Tyrone National Guard Armory to close by 2007

Rumors have been flying over recent months concerning the future of the Tyrone Armory which is the home of Detatchment 1 Company B 2-112th Infantry. The rumors had the armory in Tyrone closing. The rumors are coming true and the National Guard soldiers that train at the Tyrone Armory will be relocated in the next three to five years.
“The current sites and facilities at both Bellefonte and Tyrone are much too small to provide our soldiers the necessary space for training, equipment storage and maintenance they need to support their new mission,” said Duke Munford, the facilities and engineering director of the State Armory Board. “The army has budgeted approximately $8 million to build new facilities for these unites somewhere in Centre or Cambria County.”
The new facilities would consist of approximately 46,000 square feet for training.
“We are currently examining options to obtain the existing Air National Guard facilities at the State College Airport that were built less than five years ago. These Air National Guard facilities have required training, equipment storage, and maintenance areas to meet the soldiers’ needs,” he said. “The current State Armory Board plan is to build a new facility for the Air National Guard adjacent to its current buildings and turn over the current facility to the Army National Guard. This creates one National Guard training site at the State College Airport and will save the taxpayers approximately $3 million.”
The need for the move of the Tyrone Armory is a matter of space and cost.
“Of the 95 armories in the commonwealth, 70 percent are over 50 years old,” said Munford. “There has been little money available to maintain these buildings. With the mission changing significantly, there needs to be more space for training to have the newly formed Stryker brigades available to deploy on short notice.”
The current timeframe is between 3-5 years for the armory in Tyrone to close and the unit to move to State College.
“The funding for the construction project is earmarked for fiscal year 2006,” said Munford. “That is two years away and we are looking at a timeframe of 12-18 months for construction of the new Air National Guard facility. We are hoping to have things ready for the move in about three and a half years.”
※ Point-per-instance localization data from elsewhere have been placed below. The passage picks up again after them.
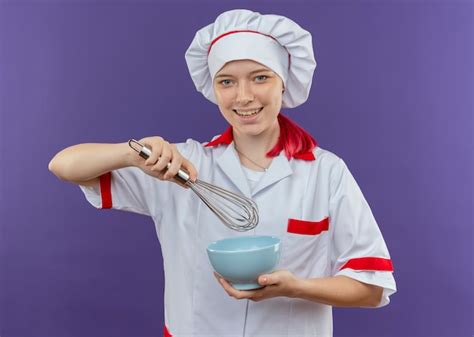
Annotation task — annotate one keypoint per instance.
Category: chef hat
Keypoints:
(272, 40)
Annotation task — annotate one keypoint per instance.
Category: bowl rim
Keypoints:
(213, 250)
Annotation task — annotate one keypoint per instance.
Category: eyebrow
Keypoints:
(252, 72)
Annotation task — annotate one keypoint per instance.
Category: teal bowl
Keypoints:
(241, 260)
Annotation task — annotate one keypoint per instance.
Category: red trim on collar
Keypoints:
(227, 137)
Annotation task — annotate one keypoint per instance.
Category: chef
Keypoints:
(333, 253)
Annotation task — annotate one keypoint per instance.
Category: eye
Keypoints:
(226, 83)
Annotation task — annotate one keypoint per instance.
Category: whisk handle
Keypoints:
(145, 153)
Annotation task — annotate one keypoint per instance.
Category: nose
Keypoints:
(244, 94)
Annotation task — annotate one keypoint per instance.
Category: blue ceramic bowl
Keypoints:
(241, 260)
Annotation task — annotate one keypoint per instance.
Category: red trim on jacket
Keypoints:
(105, 190)
(166, 333)
(307, 227)
(369, 263)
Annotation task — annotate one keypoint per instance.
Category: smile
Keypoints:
(247, 113)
When the National Guard soldiers move to State College, what will happen to the Tyrone Armory?
“There are laws we have to follow,” said Munford. “In the past, the state could basically give away facilities that turned into excess property. Now the law says that we must get fair market value. We have worked with other communities and legislators to see what we can do to maintain the historical landmark features that many of the armories have. For example, in Media, the community took over the facility and one-third of the Armory is a National Guard Museum and the rest of the space is for shops and businesses. We are also working with the Blairsville Historical Society on the Armory there.”
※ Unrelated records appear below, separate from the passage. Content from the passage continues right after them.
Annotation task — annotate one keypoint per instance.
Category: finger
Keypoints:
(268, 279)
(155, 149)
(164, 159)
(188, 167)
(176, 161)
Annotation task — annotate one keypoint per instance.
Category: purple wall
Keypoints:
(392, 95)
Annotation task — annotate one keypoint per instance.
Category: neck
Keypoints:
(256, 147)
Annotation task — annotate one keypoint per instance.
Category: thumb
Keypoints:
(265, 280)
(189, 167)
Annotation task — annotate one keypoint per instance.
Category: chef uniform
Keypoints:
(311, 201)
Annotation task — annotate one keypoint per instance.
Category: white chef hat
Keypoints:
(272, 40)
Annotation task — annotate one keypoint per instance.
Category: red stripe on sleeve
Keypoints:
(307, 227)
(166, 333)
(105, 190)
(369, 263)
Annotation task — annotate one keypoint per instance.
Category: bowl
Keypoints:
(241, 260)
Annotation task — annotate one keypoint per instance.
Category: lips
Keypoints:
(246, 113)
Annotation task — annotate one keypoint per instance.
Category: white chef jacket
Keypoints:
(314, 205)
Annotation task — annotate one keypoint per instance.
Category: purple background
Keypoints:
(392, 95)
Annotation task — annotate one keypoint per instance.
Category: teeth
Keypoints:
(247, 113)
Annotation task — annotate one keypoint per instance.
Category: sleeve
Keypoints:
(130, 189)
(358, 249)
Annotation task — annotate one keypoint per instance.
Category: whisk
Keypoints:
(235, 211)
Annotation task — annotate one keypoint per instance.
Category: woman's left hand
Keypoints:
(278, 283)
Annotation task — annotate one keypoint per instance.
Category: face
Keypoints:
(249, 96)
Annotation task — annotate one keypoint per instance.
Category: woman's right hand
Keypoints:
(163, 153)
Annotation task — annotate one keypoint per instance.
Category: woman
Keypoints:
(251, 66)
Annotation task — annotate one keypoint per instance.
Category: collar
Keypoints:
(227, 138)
When the commonwealth sells these excess properties, it helps maintain the current facilities in the National Guard.
“Right now we have a $32 million backlog of maintenance and repairs that are needed at National Guard facilities across the state,” said Munford. “The money that the state sells these properties for goes into the Armory treasury. That money would go to maintenance and repair and is matched by the federal government. We would love to stay in these historic facilities, but we have outgrown the areas. It is cost prohibitive and doesn’t support the training needed for the missions of the National Guard.”
The move of the Tyrone National Guard unit is projected to take place in 2007.